Congress actually did something this week, they actually were able to get the Housing Bill to the President for signature. It has now become law with the President’s signature. The most significant part of this bill is the government backing of Freddie and Fannie. This action should allow both companies to be able to continue to raise capital with access to the Fed credit line and has given investors a level of confidence that neither of these companies will go under due to their bad loan portfolio. At this point, it is difficult to determine if this potential bailout will cost taxpayers. What it does do, is allow for continued liquidity for loans in the conforming loan category. It is called steadying the ship. However obtaining a loan in today’s environment can be challenging at times, even for those with outstanding credit histories and incomes that can more than cover their mortgage expense. And so it is, we now need the patience of Job to get the job done.

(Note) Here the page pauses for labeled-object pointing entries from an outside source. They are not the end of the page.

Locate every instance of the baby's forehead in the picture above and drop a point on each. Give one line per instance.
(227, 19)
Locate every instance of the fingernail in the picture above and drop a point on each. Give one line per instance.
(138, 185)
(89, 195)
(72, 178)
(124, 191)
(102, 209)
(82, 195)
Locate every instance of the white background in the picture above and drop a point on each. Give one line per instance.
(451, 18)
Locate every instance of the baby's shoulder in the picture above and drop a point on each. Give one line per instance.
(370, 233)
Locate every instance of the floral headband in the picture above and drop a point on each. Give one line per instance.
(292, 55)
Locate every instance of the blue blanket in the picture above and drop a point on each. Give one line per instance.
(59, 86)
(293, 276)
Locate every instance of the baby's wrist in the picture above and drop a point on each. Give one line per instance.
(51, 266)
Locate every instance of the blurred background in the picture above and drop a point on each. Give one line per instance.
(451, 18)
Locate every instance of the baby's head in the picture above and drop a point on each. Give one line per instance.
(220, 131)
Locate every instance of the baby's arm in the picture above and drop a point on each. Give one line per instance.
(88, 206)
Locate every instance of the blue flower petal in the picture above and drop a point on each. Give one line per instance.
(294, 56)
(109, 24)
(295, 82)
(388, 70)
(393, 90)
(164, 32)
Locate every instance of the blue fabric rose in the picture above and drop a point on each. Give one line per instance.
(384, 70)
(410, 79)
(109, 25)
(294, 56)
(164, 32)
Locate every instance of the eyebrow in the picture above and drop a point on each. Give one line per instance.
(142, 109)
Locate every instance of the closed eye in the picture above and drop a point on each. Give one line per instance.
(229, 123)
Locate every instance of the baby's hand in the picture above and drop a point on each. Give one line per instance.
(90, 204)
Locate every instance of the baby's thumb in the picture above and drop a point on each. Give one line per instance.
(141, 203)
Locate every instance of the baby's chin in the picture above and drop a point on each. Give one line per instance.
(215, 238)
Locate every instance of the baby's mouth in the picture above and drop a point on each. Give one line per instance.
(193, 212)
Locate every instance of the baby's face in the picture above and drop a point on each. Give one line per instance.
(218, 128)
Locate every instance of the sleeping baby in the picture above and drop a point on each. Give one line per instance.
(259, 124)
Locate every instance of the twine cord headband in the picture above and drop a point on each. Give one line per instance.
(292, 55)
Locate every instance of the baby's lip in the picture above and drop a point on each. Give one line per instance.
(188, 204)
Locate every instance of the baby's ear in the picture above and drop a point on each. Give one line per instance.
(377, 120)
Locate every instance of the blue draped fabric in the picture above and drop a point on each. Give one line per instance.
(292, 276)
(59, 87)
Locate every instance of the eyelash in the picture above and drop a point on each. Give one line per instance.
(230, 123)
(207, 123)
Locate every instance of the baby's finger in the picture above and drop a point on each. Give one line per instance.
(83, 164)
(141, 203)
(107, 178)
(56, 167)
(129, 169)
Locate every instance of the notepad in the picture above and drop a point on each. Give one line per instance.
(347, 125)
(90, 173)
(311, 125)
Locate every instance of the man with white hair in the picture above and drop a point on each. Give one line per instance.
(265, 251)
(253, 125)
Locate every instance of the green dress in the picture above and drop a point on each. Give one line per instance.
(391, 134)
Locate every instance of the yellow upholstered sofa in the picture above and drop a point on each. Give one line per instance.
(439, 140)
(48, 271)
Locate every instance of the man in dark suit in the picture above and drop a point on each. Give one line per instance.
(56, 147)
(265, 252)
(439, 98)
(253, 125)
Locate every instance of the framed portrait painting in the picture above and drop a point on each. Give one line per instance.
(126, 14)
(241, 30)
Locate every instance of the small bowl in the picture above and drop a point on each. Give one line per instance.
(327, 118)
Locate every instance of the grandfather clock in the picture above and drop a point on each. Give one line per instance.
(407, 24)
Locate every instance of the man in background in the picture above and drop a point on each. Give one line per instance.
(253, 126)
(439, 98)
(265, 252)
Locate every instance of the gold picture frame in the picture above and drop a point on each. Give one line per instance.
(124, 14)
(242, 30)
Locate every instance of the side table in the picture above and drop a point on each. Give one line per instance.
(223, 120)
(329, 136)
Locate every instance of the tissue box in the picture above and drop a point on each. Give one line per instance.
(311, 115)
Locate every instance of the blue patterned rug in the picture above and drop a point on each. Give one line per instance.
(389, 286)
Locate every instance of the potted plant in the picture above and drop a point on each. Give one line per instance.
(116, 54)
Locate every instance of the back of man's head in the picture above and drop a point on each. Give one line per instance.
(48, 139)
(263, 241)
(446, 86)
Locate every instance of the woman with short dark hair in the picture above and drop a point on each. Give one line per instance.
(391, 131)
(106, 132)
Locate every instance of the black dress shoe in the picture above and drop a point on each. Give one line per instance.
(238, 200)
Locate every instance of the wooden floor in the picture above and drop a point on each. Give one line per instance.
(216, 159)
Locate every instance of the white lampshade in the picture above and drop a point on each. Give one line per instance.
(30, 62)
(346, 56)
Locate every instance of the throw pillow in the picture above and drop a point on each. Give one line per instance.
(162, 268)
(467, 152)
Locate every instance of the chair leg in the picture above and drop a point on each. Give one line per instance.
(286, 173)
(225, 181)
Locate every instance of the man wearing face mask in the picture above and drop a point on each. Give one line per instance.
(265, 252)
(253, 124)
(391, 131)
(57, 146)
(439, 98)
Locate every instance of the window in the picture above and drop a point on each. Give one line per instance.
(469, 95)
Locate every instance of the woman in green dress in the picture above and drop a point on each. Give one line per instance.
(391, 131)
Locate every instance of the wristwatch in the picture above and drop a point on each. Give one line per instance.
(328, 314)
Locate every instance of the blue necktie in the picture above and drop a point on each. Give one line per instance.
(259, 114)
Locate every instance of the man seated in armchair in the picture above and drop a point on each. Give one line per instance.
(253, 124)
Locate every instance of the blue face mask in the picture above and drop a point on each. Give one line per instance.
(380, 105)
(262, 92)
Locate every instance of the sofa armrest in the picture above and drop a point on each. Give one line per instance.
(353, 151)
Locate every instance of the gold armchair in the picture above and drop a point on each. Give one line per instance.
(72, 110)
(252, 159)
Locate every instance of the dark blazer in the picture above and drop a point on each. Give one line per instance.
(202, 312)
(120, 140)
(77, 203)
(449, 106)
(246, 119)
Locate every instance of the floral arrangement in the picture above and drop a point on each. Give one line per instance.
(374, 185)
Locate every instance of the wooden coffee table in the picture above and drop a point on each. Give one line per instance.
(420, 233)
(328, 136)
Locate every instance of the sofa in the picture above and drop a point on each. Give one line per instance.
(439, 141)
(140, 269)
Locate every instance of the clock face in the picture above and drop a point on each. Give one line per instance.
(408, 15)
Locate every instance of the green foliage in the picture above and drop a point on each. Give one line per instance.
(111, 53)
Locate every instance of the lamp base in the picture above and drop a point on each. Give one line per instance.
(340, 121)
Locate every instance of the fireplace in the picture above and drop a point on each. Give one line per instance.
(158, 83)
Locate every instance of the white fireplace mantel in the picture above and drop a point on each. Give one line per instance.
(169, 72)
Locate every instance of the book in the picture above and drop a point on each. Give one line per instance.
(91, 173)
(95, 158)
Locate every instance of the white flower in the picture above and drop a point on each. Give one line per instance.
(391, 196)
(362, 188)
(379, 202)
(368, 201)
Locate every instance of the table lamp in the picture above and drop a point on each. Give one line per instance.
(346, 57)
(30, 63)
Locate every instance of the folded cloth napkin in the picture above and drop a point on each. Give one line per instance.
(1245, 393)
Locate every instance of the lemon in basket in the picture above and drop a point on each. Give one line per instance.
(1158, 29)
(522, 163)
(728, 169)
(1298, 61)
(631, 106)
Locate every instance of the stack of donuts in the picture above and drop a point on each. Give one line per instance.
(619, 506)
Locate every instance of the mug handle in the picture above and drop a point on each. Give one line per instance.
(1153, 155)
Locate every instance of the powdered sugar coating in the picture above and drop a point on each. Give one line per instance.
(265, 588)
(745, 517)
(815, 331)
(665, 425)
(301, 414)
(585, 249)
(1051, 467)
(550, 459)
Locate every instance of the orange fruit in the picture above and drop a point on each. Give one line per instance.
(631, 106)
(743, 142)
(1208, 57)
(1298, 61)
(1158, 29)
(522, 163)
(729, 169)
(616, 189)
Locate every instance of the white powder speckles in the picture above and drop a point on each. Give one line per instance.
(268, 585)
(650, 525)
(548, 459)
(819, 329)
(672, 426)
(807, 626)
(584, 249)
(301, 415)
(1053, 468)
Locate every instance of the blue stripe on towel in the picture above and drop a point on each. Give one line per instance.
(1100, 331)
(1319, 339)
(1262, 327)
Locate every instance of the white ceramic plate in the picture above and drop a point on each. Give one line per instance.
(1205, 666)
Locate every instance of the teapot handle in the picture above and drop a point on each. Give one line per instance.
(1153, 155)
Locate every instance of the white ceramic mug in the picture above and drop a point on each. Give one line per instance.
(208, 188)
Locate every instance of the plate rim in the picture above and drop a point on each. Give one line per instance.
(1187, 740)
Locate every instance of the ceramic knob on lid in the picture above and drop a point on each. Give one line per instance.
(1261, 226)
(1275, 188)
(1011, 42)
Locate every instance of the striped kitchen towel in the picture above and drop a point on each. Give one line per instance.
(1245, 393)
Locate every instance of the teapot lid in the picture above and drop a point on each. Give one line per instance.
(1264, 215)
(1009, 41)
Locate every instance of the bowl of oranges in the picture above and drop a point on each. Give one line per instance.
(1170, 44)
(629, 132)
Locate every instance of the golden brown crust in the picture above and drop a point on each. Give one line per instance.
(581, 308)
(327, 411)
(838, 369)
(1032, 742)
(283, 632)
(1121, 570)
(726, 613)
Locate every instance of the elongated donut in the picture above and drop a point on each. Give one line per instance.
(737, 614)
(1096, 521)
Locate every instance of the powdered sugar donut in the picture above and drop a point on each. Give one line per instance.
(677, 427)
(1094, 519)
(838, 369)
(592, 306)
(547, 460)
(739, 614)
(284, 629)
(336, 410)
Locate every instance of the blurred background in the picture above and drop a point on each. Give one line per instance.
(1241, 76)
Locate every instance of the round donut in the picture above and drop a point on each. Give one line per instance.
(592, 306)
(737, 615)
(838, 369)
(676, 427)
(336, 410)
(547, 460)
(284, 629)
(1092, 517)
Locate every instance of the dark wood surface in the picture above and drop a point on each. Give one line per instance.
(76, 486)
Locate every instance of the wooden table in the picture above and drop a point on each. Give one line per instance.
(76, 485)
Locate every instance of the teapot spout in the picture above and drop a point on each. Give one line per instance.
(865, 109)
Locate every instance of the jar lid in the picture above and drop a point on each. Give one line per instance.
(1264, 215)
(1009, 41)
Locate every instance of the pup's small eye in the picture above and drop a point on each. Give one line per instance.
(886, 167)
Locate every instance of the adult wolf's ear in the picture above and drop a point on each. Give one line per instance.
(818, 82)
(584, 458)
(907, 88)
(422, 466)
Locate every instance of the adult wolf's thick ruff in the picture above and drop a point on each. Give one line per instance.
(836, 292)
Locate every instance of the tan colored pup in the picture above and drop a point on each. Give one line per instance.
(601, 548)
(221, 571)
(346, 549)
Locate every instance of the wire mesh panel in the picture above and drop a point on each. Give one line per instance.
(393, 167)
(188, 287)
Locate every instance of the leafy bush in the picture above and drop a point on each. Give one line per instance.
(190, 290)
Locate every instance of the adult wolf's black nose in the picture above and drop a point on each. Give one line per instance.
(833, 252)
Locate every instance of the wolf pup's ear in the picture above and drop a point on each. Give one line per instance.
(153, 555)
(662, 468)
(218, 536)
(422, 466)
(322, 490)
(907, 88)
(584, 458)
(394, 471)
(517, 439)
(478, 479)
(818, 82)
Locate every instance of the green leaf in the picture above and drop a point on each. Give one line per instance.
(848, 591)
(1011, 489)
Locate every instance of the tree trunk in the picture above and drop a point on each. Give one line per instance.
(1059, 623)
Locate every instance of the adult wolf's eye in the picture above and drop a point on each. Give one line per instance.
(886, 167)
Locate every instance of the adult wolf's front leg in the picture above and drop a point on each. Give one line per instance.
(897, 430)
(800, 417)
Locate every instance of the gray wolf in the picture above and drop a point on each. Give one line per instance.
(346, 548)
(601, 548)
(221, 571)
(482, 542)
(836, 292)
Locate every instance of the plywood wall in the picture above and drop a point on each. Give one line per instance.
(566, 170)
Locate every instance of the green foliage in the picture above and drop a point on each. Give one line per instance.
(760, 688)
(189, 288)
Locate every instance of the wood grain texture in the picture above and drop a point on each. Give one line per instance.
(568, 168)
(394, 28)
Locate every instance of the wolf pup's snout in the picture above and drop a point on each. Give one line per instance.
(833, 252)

The bill provides banks with the option of having borrowers who have fallen behind refinance FHA or proceed to foreclosure. This comes however with cost. The government is charging a large fee for banks to take this alternative option.This is voluntary on the banks part. It is a way for lenders to recoup a good portion of the loan principle and avoid perhaps deeper losses if they end up owning the homes and gives the homeowners a chance to avoid foreclosure and the loss of their home. It is still unknown how popular this program will be. The intent is to prevent more homes from hitting the market and make it possible for families to keep their homes.
One of the little published facts in this bill has been that Congress has finally fixed FIRPTA. We, as realtors, will not have to provide the FIRPTA social security numbers to the buyers. It will be directly handled by the escrow companies. C.A.R should be sending out something soon on the new changes.
The local real estate market keeps plodding along. Given our company’s current pace, July open transactions could be our 3rd or 4th best month since last July. What we have observed is that average sales price is dipping. As noted in previous reports the greatest growth in units this year over last has been in the under $500,000 price range.
I think there are several reasons: 1) Values among the lower price ranges have been most impacted over the last two years, which has increased the number of buyers who can now afford to buy a home. The values are such that both owner-occupied buyers and investors see an opportunity. 2) Those properties in foreclosure and short sales are now selling as banks want them off their books—last year many of these properties just sat on the market, bloating inventories. 3) Money is more readily available in the conforming loan categories and the loan limit on conforming loans has been raised. 4) Fewer listings in the higher price ranges are coming onto the market. Those selling in those price ranges tend to have more flexibility when they choose to enter the market. Their motivation is more discretionary.
Open house activity continues to be strong for summertime. I feel that this reflects the building buyer demand. However, buyers are still cautious and feel in the driver’s seat. We are still experiencing double digit visits and, in some cases over the 100 buyer mark as seen at a Crocker Highlands listing in Oakland priced at just below a million garnered 6 offers. A TIC listing in Noe Valley (SF) had 140 groups through the 3 units that were available.
We are still seeing a smaller number of multiple offers, although they still represent close to 20% of our transactions. Most are concentrated in San Francisco and parts of the East Bay. The bulk of these transactions are occurring under the million dollar price range.
I believe we will continue to see good activity in the lower price ranges through the summer. If historical trends continue, there should be a rise in activity during the Fall.